Here you’ll learn how the mobile viewport works, and how it affects what appears on the screen when tipping the handset.

Applying a viewport is the first and most important step to make web pages presentable on mobile browsers.

Touch-based smartphone browsers are capable of presenting web pages designed for desktop browsers, but that experience needs improvement. When loading full-sized pages, mobile browsers display the entire page at reduced magnification. Users must double-tap or pinch the screen to magnify individual columns of content. Even then, text targeted for full-sized browsers often features long line lengths that make it more difficult to read on smaller mobile screens. This shows how a typical web page layout displays on a mobile screen:

viewport fail.png

Users are obliged to go through several steps before text becomes legible, in this case including tipping the handset to increase the column’s magnification. When users reach the end of the column, they often experience difficulty re-orienting themselves within the page. In this case, even the image doesn’t appear within the screen, because it is placed in a different column within the layout.

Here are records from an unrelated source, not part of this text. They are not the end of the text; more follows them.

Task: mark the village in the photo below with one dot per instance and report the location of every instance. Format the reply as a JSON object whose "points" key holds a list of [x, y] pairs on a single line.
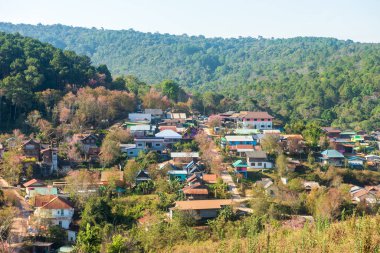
{"points": [[227, 160]]}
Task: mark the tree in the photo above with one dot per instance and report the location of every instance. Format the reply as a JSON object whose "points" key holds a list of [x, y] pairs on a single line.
{"points": [[270, 144], [89, 239]]}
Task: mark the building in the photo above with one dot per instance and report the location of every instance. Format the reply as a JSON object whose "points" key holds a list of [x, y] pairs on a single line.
{"points": [[256, 120], [54, 210], [332, 157], [150, 143], [201, 209], [140, 117], [169, 136], [240, 167], [89, 145], [32, 149], [234, 140], [258, 160]]}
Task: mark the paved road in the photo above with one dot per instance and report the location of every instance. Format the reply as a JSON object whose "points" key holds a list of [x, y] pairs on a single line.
{"points": [[20, 222]]}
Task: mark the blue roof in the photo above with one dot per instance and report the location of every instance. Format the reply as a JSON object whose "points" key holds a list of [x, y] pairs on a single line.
{"points": [[332, 153]]}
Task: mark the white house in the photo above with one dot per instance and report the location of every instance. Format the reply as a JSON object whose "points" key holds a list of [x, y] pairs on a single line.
{"points": [[55, 210], [258, 160], [169, 136], [140, 117]]}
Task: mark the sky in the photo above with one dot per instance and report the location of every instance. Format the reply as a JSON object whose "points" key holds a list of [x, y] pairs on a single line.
{"points": [[358, 20]]}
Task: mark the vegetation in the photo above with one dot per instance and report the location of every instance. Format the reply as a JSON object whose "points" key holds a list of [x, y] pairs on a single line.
{"points": [[326, 79]]}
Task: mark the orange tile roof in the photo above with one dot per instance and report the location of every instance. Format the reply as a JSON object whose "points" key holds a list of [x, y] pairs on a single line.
{"points": [[210, 178], [33, 181], [202, 204], [58, 203], [41, 200]]}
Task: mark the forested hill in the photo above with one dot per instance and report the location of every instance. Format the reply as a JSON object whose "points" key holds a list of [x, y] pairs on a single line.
{"points": [[301, 78]]}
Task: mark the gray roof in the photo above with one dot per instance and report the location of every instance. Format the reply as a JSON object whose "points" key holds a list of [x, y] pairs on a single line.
{"points": [[256, 154]]}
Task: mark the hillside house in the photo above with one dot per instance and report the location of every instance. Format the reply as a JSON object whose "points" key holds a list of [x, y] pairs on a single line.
{"points": [[258, 160], [88, 144], [140, 117], [256, 120], [54, 210], [240, 167], [32, 149], [332, 157], [201, 209]]}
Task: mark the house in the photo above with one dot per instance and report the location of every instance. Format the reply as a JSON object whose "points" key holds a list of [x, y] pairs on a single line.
{"points": [[172, 115], [116, 176], [140, 117], [169, 136], [268, 186], [150, 143], [142, 130], [88, 144], [57, 211], [240, 167], [157, 114], [31, 184], [184, 156], [310, 185], [49, 158], [141, 177], [258, 160], [331, 132], [179, 175], [130, 150], [202, 209], [31, 149], [256, 120], [332, 157], [2, 149], [210, 178], [44, 190], [195, 191], [234, 140]]}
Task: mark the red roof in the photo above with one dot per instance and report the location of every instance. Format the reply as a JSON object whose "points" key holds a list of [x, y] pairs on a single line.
{"points": [[33, 181], [256, 115], [58, 203]]}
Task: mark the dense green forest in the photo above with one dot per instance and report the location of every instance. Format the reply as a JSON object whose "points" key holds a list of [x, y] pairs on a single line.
{"points": [[336, 82]]}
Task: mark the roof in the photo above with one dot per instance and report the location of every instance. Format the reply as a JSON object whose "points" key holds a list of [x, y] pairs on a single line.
{"points": [[239, 163], [202, 204], [58, 203], [184, 154], [41, 200], [246, 131], [256, 154], [34, 181], [140, 128], [108, 175], [238, 138], [170, 134], [210, 178], [332, 153], [154, 111], [257, 115]]}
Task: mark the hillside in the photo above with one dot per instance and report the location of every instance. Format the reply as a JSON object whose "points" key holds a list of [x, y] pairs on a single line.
{"points": [[326, 79], [36, 75]]}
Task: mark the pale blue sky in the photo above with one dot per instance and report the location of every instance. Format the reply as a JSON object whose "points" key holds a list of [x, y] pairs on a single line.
{"points": [[358, 20]]}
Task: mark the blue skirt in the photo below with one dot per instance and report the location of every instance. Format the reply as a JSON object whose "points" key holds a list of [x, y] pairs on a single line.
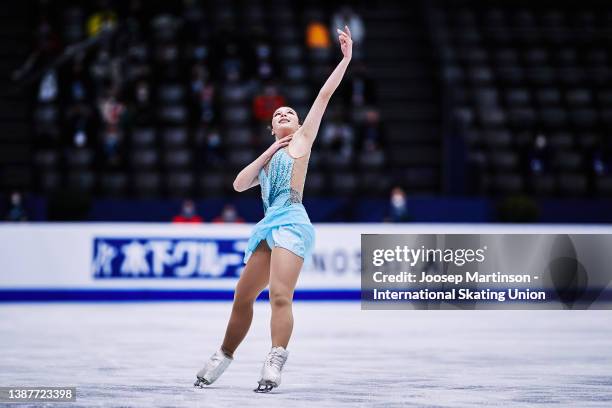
{"points": [[287, 227]]}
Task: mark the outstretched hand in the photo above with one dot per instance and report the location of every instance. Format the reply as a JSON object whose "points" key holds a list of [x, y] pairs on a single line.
{"points": [[346, 42]]}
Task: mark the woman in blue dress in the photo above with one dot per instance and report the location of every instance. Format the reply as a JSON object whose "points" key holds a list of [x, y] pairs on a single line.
{"points": [[283, 239]]}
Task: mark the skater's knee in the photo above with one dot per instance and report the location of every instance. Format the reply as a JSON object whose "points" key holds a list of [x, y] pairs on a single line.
{"points": [[244, 302], [280, 299]]}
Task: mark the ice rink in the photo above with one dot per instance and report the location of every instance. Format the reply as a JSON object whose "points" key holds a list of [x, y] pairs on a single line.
{"points": [[147, 354]]}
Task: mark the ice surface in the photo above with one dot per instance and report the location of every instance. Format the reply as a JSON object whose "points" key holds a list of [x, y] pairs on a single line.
{"points": [[147, 354]]}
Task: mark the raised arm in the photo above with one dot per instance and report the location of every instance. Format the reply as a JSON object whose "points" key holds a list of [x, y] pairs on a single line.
{"points": [[249, 176], [308, 132]]}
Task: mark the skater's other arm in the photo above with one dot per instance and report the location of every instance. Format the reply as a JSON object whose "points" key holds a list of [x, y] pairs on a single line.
{"points": [[249, 176], [308, 132]]}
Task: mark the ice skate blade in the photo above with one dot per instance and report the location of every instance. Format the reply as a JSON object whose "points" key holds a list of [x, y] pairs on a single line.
{"points": [[265, 387], [201, 382]]}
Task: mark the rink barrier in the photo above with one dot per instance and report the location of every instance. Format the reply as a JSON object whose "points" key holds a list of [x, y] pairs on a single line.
{"points": [[128, 295], [99, 261]]}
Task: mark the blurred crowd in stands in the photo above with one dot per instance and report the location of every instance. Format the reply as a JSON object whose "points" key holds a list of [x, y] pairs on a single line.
{"points": [[170, 99]]}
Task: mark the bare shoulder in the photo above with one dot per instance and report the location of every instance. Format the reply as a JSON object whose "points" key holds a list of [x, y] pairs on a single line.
{"points": [[300, 145]]}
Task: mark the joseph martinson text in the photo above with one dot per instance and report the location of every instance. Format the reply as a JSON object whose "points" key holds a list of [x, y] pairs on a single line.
{"points": [[458, 293]]}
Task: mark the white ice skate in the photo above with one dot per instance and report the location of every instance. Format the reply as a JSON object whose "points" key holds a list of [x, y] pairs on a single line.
{"points": [[213, 369], [271, 370]]}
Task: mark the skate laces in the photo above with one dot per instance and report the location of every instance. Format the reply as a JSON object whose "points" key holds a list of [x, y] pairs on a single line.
{"points": [[217, 358], [275, 359]]}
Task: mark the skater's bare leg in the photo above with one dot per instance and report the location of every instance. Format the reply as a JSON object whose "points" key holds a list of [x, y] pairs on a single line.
{"points": [[285, 269], [253, 280]]}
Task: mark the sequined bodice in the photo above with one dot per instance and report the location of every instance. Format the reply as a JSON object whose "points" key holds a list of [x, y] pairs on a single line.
{"points": [[282, 180]]}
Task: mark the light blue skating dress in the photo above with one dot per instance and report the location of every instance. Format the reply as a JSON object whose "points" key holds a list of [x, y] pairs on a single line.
{"points": [[285, 223]]}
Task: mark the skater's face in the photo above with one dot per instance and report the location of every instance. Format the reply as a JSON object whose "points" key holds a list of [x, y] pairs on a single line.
{"points": [[284, 122]]}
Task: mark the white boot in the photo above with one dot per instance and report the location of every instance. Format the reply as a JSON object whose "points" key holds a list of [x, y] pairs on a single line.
{"points": [[271, 370], [213, 369]]}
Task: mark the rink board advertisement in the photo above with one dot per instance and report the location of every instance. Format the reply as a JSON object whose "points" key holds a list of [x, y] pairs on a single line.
{"points": [[486, 271], [125, 261]]}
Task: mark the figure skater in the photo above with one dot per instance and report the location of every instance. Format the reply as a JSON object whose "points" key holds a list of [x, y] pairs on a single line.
{"points": [[283, 238]]}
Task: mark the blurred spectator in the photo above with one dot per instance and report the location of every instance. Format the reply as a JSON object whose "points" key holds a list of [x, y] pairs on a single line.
{"points": [[338, 138], [142, 109], [372, 134], [267, 102], [188, 214], [203, 95], [48, 87], [16, 211], [45, 50], [101, 20], [111, 110], [398, 211], [211, 145], [360, 91], [265, 63], [228, 215], [81, 121], [317, 35], [539, 156], [347, 16]]}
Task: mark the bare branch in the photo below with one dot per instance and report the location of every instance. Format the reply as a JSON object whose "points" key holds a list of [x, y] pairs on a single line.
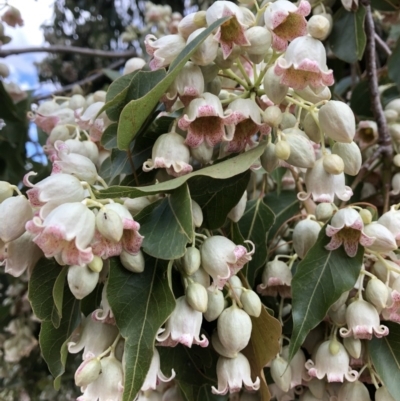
{"points": [[69, 49]]}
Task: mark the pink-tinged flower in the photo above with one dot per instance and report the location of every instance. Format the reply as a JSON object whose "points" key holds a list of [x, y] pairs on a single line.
{"points": [[60, 188], [204, 120], [170, 152], [65, 233], [163, 50], [109, 384], [12, 17], [109, 245], [232, 31], [92, 337], [347, 228], [233, 374], [246, 118], [276, 279], [20, 254], [363, 321], [323, 186], [303, 64], [154, 375], [183, 326], [332, 361], [221, 258], [286, 21]]}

The fixed rectangular area within which touch-based smartphone browsers display larger web pages is called the viewport. Applying a viewport meta tag allows you to control how mobile browsers render content within this rectangle, and whether users can magnify the page.

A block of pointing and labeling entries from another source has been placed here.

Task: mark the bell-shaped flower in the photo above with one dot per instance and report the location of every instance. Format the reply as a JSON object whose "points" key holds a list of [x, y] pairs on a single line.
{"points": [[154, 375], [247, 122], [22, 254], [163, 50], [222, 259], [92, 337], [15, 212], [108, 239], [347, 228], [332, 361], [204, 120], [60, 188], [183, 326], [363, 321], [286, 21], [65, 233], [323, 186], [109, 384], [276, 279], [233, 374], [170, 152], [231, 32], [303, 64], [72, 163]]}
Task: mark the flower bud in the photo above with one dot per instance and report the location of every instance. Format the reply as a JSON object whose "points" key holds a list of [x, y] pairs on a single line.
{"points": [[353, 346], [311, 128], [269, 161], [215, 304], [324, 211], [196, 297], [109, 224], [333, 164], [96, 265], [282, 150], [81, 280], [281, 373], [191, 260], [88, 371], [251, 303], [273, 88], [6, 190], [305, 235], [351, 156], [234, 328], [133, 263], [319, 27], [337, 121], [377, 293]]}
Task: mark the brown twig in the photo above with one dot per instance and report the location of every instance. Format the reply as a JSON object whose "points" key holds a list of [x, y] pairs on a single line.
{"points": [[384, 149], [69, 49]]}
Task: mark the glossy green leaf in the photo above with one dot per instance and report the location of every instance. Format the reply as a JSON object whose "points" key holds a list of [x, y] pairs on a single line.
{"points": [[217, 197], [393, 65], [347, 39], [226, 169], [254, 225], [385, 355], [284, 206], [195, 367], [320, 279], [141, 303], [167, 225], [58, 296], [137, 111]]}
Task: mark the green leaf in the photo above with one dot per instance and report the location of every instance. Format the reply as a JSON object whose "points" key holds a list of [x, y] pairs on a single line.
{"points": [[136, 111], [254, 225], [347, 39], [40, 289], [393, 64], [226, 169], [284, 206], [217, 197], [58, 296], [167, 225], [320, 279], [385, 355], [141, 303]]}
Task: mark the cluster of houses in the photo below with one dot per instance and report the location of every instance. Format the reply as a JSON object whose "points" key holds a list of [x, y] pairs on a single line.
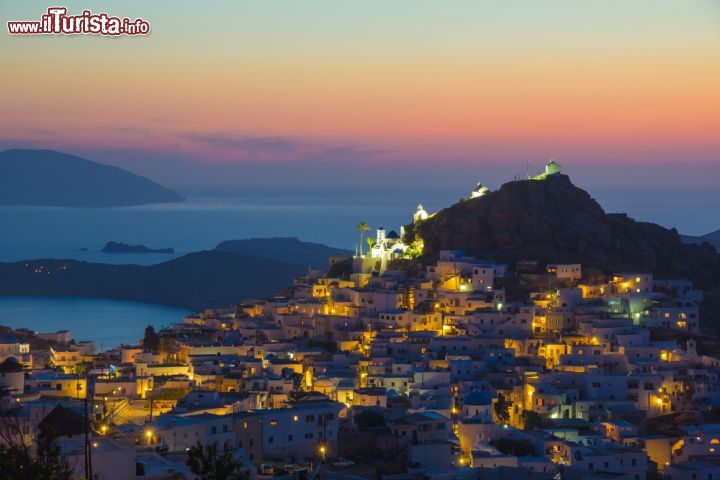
{"points": [[439, 375]]}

The following shows a sample screen layout without a viewport. (For the sake of illustration, it displays a flexibly positioned text element that adapts to the full width of the screen, along with a fixed-size background image.) The initially loaded page is zoomed out much too far to be legible, while zooming in makes content extending off the right edge of the screen difficult to access:

view off.png

This reflects the browser’s default assumption that content should extend 980 pixels wide. Mobile browsers must make that assumption in order to render pages that are not optimized for display on mobile screens.

To override the browser’s default behavior, place this line within the HTML’s head region:

<meta name='viewport' content='width=device-width' />

Here’s how the screen layout looks after you apply the viewport:

view on.png

Setting the viewport width to device-width recalculates flexible CSS measurements (such as the width:100% CSS property) within the width of the handset’s screen rather than the default page width. Tipping the handset maintains the overall width of the content within the wider window.

On most touch-based mobile browsers, the device-width is 320 pixels. Make sure images and other fixed-dimension elements are sized accordingly. The screen height varies significantly among handsets, and may even vary on the same handset when running full-screen web applications that suppress the browser’s native screen controls.

Applying a viewport has no effect on desktop browsers. It is interpreted only once when the page loads, and cannot be modified thereafter.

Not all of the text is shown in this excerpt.